Banned Books Week was launched in 1982 in response to a sudden surge in the number of challenges to books in libraries, bookstores, and schools. The annual event highlights the value of free and open access to information and brings together the entire book community — librarians, educators, authors, publishers, booksellers, and readers of all types — in shared support of the freedom to seek and to express ideas.
Banned Books Week is October 1 – 7, 2023. The theme of this year’s event is “Let Freedom Read!” By focusing on efforts across the country to remove or restrict access to books, Banned Books Week draws national attention to the harms of censorship. The ALA Office for Intellectual Freedom (OIF) compiles lists of challenged books as reported in the media and submitted by librarians and teachers across the country.

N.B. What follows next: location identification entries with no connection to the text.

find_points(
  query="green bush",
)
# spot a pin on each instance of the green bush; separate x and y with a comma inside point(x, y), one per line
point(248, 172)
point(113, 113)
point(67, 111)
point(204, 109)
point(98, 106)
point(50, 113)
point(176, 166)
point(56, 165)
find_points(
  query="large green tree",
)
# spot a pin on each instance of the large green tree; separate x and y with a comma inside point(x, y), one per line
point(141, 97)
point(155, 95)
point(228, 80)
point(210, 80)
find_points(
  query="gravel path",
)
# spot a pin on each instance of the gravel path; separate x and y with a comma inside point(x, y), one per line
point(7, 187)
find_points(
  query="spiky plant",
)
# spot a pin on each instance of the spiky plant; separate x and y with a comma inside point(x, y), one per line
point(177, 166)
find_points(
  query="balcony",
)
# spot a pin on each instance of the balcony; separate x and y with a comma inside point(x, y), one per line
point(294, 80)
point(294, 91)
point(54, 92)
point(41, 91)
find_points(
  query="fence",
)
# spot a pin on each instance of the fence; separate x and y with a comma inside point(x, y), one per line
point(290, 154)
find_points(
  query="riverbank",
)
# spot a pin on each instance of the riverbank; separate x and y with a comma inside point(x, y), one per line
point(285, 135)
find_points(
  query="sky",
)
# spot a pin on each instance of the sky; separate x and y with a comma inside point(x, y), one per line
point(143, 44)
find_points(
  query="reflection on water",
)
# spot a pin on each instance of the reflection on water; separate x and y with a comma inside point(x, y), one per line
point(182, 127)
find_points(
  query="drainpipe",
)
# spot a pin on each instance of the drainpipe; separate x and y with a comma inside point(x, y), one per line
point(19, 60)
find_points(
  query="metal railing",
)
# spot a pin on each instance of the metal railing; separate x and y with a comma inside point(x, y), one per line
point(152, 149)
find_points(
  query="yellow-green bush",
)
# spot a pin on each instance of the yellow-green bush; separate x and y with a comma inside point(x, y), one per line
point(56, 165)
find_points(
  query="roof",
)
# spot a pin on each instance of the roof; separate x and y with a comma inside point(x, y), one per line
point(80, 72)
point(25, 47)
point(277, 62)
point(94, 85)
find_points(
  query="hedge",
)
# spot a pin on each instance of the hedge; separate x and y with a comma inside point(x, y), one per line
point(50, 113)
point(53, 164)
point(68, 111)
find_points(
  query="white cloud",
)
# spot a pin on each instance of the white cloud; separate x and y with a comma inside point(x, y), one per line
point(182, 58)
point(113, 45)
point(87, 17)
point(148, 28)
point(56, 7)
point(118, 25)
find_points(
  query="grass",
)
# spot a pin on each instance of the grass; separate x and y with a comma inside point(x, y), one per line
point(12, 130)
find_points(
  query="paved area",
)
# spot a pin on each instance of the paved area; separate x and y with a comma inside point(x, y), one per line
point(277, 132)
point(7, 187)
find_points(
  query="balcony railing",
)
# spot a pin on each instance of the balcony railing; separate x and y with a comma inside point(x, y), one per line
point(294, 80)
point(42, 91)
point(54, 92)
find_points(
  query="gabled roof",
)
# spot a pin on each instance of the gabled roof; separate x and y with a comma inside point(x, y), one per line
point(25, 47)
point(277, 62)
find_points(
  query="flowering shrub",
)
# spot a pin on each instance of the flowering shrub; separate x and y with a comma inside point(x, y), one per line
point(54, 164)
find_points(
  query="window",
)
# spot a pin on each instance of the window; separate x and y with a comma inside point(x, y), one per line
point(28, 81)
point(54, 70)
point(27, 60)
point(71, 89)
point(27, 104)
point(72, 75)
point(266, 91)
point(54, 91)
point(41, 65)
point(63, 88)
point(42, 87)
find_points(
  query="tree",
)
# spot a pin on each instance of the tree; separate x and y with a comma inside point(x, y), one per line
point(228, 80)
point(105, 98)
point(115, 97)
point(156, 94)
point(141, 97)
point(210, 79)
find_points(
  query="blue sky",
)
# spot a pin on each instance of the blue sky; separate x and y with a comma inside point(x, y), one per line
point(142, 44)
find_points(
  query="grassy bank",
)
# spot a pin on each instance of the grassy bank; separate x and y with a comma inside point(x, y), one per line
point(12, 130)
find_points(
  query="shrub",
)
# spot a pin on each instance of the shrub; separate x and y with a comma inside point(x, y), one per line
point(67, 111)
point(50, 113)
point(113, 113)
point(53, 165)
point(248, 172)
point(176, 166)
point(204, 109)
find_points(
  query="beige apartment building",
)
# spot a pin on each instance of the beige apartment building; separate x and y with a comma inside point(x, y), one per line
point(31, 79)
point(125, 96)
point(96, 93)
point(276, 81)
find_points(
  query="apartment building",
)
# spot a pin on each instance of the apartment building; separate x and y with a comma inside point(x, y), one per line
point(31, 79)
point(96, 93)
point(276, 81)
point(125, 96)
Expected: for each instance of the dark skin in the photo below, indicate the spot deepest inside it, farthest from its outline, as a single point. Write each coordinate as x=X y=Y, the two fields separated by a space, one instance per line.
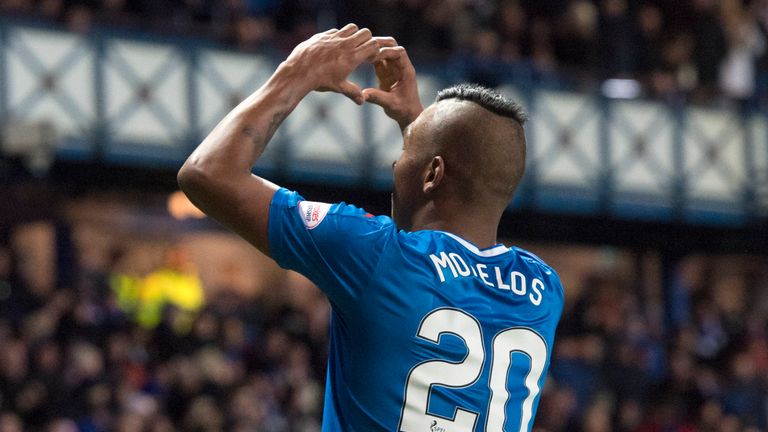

The Top 13 Most Challenged Books of 2022 are listed below, with the reason(s) the title is being challenged.
- Gender Queer by Maia Kobabe - LGBTQIA+ content, claimed to be sexually explicit
- All Boys Aren’t Blue by George M. Johnson - LGBTQIA+ content, claimed to be sexually explicit
- The Bluest Eye by Toni Morrison - depiction of sexual abuse, claimed to be sexually explicit, EDI content
- Flamer by Mike Curato - LGBTQIA+ content, claimed to be sexually explicit
- Looking for Alaska by John Green - Claimed to be sexually explicit, LGBTQIA+ content
- The Perks of Being a Wallflower by Stephen Chbosky - Claimed to be sexually explicit, LGBTQIA+ content, depiction of sexual abuse, drugs, profanity
- Lawn Boy by Jonathan Evison - LGBTQIA+ content, claimed to be sexually explicit
- The Absolutely True Diary of a Part-Time Indian by Sherman Alexie - Claimed to be sexually explicit, profanity
- Out of Darkness by Ashley Hope Perez - Claimed to be sexually explicit
- A Court of Mist and Fury by Sarah J. Maas - Claimed to be sexually explicit
- Crank by Ellen Hopkins - Claimed to be sexually explicit, drugs
- Me and Earl and the Dying Girl by Jesse Andrews - Claimed to be sexually explicit, profanity
- This Book is Gay by Juno Dawson - LGBTQIA+ content, sex education, claimed to be sexually explicit
And what populations are most affected by book bans? Nearly half of filings — 43 percent — targeted titles with LGBTQIA+ characters or themes, while 36 percent targeted titles featuring characters of color or dealing with issues of race and racism. The top reason people challenged books was “sexual” content; 61 percent of challenges referenced this concern.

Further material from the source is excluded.